Seasonally, we expect to see home prices and sales to drop this time of year. They have been down month over month for the last three months, but, again, this is normal. The outlier, however, is the significant 33 percent month-over-month decrease in sales of homes priced over $500,000. For comparison, metro Denver experienced a 17 percent drop during this same time period last year.
Looking at the housing market from a macro level, what is happening is that we are heading towards balance. Balance is where conditions favor the home-buyer and seller equally, which is not something we have experienced for some years now.

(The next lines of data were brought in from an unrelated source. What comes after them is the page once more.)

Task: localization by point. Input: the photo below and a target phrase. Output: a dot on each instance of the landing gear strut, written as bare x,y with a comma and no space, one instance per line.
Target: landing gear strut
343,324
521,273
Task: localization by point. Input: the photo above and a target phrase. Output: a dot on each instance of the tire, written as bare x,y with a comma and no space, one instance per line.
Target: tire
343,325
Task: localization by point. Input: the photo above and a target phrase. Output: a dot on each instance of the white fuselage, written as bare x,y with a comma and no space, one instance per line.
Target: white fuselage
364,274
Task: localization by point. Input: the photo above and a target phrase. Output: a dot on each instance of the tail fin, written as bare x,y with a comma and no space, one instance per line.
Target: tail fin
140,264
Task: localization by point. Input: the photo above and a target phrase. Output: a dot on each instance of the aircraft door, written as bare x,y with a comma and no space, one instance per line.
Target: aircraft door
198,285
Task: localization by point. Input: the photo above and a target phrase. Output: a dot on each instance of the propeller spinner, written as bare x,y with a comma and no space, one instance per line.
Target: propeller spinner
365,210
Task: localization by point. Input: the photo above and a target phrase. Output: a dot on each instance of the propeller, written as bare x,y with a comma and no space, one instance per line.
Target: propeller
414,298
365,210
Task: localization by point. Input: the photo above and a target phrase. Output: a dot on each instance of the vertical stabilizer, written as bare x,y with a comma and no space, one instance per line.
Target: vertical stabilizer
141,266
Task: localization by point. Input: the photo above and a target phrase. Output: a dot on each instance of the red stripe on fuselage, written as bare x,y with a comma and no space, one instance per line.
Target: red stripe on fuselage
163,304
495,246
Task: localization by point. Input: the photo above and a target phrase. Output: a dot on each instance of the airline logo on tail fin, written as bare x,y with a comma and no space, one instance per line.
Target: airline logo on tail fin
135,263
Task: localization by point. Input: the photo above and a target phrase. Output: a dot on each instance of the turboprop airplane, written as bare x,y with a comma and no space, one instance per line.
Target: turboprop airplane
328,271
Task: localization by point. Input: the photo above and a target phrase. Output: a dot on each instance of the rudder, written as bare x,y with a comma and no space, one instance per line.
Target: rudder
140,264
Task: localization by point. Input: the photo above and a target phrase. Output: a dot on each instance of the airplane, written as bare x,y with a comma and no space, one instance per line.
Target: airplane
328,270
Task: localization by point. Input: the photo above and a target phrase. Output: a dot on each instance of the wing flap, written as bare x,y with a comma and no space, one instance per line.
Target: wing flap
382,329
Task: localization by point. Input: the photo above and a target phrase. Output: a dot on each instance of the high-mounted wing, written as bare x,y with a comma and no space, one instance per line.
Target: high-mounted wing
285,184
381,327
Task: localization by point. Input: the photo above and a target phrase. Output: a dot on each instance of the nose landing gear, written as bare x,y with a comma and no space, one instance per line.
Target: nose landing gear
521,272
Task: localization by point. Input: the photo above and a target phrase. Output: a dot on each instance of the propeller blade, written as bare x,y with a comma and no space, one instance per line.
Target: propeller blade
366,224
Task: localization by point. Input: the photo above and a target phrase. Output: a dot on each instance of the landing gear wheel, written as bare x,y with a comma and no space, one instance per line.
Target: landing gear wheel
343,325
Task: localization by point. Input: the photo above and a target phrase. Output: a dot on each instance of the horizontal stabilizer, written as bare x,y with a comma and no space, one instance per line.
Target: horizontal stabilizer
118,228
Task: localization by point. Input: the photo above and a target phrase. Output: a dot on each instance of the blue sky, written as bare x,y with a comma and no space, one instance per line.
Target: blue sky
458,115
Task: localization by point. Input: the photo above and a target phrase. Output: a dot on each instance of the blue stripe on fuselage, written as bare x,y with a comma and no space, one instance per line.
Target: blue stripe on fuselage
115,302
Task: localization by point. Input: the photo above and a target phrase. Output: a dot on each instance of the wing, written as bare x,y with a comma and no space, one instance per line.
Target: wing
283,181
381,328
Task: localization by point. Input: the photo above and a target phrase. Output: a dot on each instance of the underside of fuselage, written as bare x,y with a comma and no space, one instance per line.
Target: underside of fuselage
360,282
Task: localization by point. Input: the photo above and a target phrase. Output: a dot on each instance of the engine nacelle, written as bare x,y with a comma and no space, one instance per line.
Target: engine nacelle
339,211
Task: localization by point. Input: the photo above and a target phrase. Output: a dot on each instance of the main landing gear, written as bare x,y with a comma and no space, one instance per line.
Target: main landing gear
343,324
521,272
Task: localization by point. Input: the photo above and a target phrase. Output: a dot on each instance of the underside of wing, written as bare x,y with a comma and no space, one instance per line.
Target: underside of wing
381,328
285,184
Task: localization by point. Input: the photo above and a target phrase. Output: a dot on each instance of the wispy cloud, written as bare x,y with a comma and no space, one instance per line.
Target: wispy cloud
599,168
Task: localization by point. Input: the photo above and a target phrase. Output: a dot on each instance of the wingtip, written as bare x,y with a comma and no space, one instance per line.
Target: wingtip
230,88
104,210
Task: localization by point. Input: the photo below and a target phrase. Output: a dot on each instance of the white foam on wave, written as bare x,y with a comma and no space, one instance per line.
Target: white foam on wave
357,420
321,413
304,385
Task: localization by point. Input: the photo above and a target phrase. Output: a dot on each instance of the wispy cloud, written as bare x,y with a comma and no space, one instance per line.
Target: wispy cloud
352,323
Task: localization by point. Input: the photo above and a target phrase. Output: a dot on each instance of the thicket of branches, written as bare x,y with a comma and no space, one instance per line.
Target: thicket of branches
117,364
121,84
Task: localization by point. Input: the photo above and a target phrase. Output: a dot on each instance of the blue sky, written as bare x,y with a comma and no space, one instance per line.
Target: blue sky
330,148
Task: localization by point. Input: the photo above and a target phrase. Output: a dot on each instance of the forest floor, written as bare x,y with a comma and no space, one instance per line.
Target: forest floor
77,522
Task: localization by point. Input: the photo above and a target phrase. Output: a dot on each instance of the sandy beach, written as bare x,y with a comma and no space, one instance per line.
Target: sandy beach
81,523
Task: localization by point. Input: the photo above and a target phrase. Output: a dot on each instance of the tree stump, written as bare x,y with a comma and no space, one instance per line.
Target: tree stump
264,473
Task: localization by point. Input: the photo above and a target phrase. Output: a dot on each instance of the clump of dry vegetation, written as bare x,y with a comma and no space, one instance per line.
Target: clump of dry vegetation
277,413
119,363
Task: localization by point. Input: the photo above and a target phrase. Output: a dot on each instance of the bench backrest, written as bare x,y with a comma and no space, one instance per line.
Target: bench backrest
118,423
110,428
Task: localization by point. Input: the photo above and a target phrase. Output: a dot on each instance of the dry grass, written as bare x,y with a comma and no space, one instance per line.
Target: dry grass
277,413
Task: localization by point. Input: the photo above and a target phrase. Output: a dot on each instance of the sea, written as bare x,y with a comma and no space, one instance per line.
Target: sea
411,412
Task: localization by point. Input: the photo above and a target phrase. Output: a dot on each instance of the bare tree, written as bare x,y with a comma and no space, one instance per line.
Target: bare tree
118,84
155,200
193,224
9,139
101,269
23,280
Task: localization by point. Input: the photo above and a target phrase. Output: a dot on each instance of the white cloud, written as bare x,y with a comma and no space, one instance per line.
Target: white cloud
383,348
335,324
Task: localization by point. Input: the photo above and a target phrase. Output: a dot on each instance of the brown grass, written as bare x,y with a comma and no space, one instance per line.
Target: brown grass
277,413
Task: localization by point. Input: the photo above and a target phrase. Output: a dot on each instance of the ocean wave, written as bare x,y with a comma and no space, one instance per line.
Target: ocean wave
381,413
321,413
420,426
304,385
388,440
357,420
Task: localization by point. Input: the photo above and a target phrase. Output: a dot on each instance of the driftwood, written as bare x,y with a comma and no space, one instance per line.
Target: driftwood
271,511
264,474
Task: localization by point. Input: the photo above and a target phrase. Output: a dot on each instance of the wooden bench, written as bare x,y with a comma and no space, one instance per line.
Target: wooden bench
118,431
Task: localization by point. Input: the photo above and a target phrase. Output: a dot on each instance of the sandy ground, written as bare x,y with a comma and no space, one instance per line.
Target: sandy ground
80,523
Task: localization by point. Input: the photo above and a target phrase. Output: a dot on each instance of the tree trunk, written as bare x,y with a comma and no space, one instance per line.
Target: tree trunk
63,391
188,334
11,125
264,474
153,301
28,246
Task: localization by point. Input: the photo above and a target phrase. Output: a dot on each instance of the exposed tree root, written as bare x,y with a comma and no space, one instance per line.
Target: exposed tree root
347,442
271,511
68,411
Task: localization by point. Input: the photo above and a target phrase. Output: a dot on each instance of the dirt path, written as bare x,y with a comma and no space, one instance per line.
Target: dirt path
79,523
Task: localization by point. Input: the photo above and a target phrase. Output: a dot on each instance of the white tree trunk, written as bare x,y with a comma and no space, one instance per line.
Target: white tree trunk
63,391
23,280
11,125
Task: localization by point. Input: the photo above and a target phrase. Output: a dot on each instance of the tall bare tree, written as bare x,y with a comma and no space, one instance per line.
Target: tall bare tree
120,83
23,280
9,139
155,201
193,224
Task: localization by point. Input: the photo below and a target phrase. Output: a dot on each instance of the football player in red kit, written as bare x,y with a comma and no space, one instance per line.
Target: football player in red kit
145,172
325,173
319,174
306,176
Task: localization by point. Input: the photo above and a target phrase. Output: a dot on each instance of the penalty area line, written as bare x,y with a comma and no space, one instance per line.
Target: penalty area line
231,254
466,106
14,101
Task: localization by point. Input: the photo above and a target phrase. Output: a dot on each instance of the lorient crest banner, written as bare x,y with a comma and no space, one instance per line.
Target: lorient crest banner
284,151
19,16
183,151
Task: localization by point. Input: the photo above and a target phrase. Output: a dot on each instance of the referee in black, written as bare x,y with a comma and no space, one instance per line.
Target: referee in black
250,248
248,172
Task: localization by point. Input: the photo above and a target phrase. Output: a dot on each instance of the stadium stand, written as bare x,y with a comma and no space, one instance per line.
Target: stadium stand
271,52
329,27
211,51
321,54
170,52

Market Adjustments Affecting Home Prices
In the single-family home market, the average sold price decreased 3.79 percent month over month to $502,034, while the median price decreased 2.73 percent to $428,000. The year-to-date average sold price stands at $523,224 for the single-family home market, up 9.16 percent from last year, with the median sold price at $445,000, up 8.54 percent. Condos continue to outperform single-family home prices with the average sold price of $350,766, representing an 11.38 percent increase over 2017. The median price of condos sold also increased by 12.34 percent to $299,900.
Seasonal Slowdown in the Luxury Market
As far as the luxury market goes, homes priced $1 million and greater, it was a record-breaking summer. While sales of residential homes priced over $1 million plummeted 44 percent from August to September, it is important to look at the whole picture. Year to date, 29 percent more homes priced $1 million and greater have sold this year compared to last year. Furthermore, year-to-date sales volume in this luxury segment is nearing $2.5 billion, a whopping 27 percent increase over last year.
Taking a deeper look at the numbers, in September, 115 homes sold and closed for $1 million or greater – down 44 percent from the previous month and down 4.17 percent year over year. The closed dollar volume in September in the luxury segment was approximately $173 million, down 45.02 percent from the previous month, and down 6.9 percent year over year. Notably, year-to-date sales volume in this segment is outperforming years past. Furthermore, year to date, September had the lowest median and average days on market on record.
Our ‘hot’ market is still thriving, yet it is going through a shift that is to be expected due to both seasonal adjustments and its move toward balance.